By Josh Presley
April is National Child Abuse Prevention Awareness Month and local businesses, homes and cars are sporting blue ribbons in honor of children who have suffered abuse.
Sally Kate Winters Child Services Outreach Coordinator Heather Usry said the theme of this year’s awareness month is “Look, Listen, Respond.”
“We’ve been hanging blue ribbons on businesses and doors to spread awareness and get people asking questions,” Usry said. “Blue was chosen as the color for the ribbons because it represents the bruises that a victim may suffer.”
As part of Child Abuse Prevention Month SKW hosted its fifth annual Spring Into Action 5K and Family Fun Run on Saturday and will host a Child Abuse Prevention parade at 9:30 a.m. Tuesday at Sally Kate Winters Park in West Point.
Usry said that SKW has been doing the parade for 13 years and it involves local elementary schools and day cares, as well as businesses and volunteers.
“It’s a cute way to get kids involved and give them a little bit of empowerment,” Usry said. “The parade gives them a voice so they can feel like they’re helping and doing something important.”
Usry said the kids will line up at 9 a.m. in front of the West Point/Clay County Growth Alliance on Broad Street going down Commerce Street to Main Street and ending on East Street making a block around Sally Kate Winters Park.
“The kids make signs and we hope that the ones that come to the Fun Run Saturday will wear their Fun Run T-shirts,” she said.
Usry said the West Point and Columbus Police Departments are showing their support for Child Abuse Prevention Month by putting small blue ribbons on their police cars, as well.

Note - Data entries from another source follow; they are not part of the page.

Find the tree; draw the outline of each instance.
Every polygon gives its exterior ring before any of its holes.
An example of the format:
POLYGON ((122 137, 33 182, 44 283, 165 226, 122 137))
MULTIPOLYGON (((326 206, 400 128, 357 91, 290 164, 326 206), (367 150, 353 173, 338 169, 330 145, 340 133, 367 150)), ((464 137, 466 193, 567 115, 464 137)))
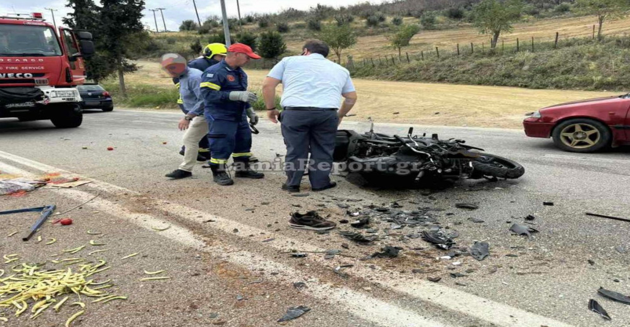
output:
POLYGON ((341 62, 341 52, 357 43, 357 36, 349 24, 337 26, 336 24, 326 25, 319 34, 319 39, 328 44, 328 47, 337 55, 337 60, 341 62))
MULTIPOLYGON (((70 0, 72 1, 72 0, 70 0)), ((132 50, 149 37, 142 23, 144 0, 101 0, 96 20, 102 43, 97 50, 104 54, 113 71, 118 72, 120 94, 127 97, 125 73, 138 69, 129 61, 134 59, 132 50)))
POLYGON ((415 24, 402 25, 398 28, 398 32, 387 38, 392 46, 398 49, 399 57, 401 54, 401 48, 409 45, 409 42, 411 40, 411 38, 419 32, 420 32, 420 26, 415 24))
POLYGON ((195 31, 197 30, 198 26, 197 23, 193 20, 186 20, 181 22, 181 25, 180 25, 180 31, 195 31))
POLYGON ((483 0, 472 8, 474 26, 479 32, 492 35, 490 47, 495 49, 501 33, 512 31, 524 7, 522 0, 483 0))
POLYGON ((256 44, 256 35, 248 32, 239 33, 236 35, 236 40, 238 43, 249 45, 253 51, 256 51, 256 49, 258 49, 258 45, 256 44))
POLYGON ((258 54, 263 58, 277 59, 285 51, 287 45, 279 33, 269 31, 260 34, 258 54))
POLYGON ((625 17, 630 10, 630 4, 627 0, 576 0, 576 13, 578 14, 594 14, 597 16, 599 24, 597 30, 597 39, 602 40, 602 26, 607 20, 614 20, 625 17))

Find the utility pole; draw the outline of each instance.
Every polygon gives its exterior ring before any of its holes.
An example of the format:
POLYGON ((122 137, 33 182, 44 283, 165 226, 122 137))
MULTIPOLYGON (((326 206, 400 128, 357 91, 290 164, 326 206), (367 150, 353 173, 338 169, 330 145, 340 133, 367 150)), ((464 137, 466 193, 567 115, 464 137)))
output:
POLYGON ((199 19, 199 13, 197 11, 197 4, 195 3, 195 0, 193 0, 193 6, 195 6, 195 13, 197 15, 197 22, 199 23, 199 27, 201 27, 201 20, 199 19))
POLYGON ((153 20, 156 22, 156 33, 159 33, 159 30, 158 29, 158 18, 156 18, 156 11, 158 11, 157 9, 150 9, 151 11, 153 11, 153 20))
POLYGON ((227 13, 226 12, 226 0, 221 0, 221 14, 223 15, 223 33, 226 35, 226 45, 229 47, 232 41, 230 40, 230 26, 227 22, 227 13))
POLYGON ((50 14, 52 15, 52 23, 53 23, 53 25, 55 25, 55 33, 56 33, 56 31, 57 31, 57 22, 55 21, 55 11, 57 11, 57 9, 52 9, 52 8, 43 8, 43 9, 45 9, 46 10, 50 10, 50 14))
POLYGON ((164 20, 164 13, 162 11, 163 10, 166 10, 166 8, 156 8, 156 9, 158 10, 159 10, 159 13, 162 14, 162 23, 164 23, 164 32, 168 32, 168 30, 166 30, 166 22, 164 20))
POLYGON ((238 4, 238 0, 236 0, 236 10, 238 11, 238 30, 242 32, 243 23, 241 22, 241 6, 238 4))

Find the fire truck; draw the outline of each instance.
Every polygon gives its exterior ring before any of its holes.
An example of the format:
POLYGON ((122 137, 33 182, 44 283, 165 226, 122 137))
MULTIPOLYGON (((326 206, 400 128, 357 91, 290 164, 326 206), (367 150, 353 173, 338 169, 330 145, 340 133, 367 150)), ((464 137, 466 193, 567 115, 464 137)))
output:
POLYGON ((56 29, 40 13, 0 16, 0 118, 50 119, 58 128, 83 120, 75 86, 86 79, 92 35, 56 29))

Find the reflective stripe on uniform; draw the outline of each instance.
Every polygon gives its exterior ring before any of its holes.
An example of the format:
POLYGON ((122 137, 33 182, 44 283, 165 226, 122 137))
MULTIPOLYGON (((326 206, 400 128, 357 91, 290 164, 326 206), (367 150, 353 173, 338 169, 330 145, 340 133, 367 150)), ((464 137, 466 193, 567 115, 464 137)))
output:
POLYGON ((211 83, 210 82, 202 82, 201 83, 201 84, 200 85, 200 86, 202 87, 202 88, 210 88, 210 89, 214 89, 214 90, 216 90, 216 91, 220 91, 221 89, 221 87, 220 86, 218 86, 218 85, 217 85, 217 84, 215 84, 214 83, 211 83))

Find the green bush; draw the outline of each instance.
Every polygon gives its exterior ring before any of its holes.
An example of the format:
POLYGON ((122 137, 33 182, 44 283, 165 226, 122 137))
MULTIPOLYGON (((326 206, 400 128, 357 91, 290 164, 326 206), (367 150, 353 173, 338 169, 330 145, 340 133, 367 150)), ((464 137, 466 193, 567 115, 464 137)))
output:
POLYGON ((321 22, 315 18, 311 18, 306 21, 306 26, 311 31, 321 31, 321 22))
POLYGON ((365 26, 368 27, 375 27, 379 26, 379 18, 375 16, 370 16, 365 20, 365 26))
POLYGON ((289 24, 285 22, 278 23, 276 25, 276 30, 280 33, 287 33, 289 32, 289 24))

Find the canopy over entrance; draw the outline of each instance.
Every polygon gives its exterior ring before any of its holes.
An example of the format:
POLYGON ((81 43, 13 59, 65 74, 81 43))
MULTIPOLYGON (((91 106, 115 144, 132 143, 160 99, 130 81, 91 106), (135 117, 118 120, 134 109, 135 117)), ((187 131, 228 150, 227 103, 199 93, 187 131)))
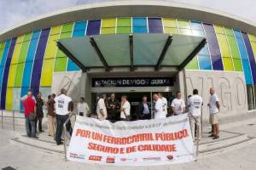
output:
POLYGON ((93 35, 59 39, 59 48, 83 71, 142 67, 179 71, 203 47, 203 37, 168 34, 93 35))

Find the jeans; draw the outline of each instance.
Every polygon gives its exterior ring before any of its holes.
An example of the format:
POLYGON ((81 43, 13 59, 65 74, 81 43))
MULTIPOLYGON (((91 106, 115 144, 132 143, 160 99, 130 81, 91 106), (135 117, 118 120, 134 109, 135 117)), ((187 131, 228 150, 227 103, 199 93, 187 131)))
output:
POLYGON ((35 137, 36 136, 36 128, 35 128, 35 122, 32 121, 29 118, 26 118, 25 120, 25 127, 26 127, 26 132, 27 136, 28 137, 35 137))
MULTIPOLYGON (((57 119, 57 131, 56 131, 56 142, 57 144, 61 143, 61 135, 62 134, 63 124, 65 121, 69 118, 69 115, 56 115, 57 119)), ((69 121, 66 124, 67 131, 69 132, 70 136, 72 136, 72 127, 70 121, 69 121)))

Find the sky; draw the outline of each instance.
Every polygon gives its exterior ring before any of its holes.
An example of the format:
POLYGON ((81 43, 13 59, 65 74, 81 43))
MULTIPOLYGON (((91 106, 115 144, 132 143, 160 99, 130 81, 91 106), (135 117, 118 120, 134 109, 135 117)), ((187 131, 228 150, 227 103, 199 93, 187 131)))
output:
MULTIPOLYGON (((0 0, 0 31, 54 10, 108 0, 0 0)), ((118 1, 118 0, 112 0, 118 1)), ((140 0, 143 1, 143 0, 140 0)), ((255 0, 165 0, 210 7, 256 23, 255 0)), ((157 0, 156 0, 157 1, 157 0)))

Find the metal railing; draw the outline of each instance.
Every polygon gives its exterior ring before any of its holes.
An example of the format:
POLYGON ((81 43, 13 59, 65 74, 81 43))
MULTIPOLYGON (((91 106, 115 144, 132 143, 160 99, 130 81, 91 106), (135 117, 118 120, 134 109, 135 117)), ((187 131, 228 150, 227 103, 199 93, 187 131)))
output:
POLYGON ((77 117, 77 114, 75 114, 75 113, 74 112, 71 112, 69 115, 69 118, 66 120, 65 123, 63 124, 63 129, 64 131, 64 153, 65 153, 64 154, 65 155, 65 161, 67 161, 67 127, 66 127, 66 124, 73 116, 75 116, 75 119, 77 117))

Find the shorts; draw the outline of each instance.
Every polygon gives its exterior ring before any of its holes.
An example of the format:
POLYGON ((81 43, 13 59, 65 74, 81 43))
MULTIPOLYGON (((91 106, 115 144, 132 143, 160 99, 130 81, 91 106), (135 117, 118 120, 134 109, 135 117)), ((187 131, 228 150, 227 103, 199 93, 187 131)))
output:
POLYGON ((217 113, 210 114, 209 123, 211 124, 216 124, 218 123, 217 113))

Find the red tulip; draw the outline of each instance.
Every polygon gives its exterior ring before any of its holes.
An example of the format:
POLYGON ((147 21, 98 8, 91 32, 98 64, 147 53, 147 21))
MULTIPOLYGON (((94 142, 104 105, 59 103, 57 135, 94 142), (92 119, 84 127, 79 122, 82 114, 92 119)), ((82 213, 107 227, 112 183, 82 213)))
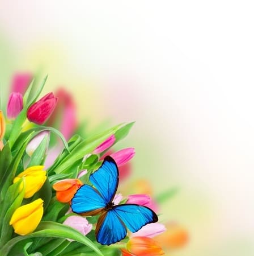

West Point Police Chief Tim Brinkley said that arriving at a scene and discovering that a child has been abused is one of the most difficult things for a police officer.
“It’s one of the things that really affects us emotionally,” Brinkley said. “I don’t think there is a type of family dysfunction more devastating than child abuse.”
Brinkley said that residents need to be aware that child abuse is not as uncommon as people think.
“We need the community to be able to spot the warning signs and to let the police know,” he said.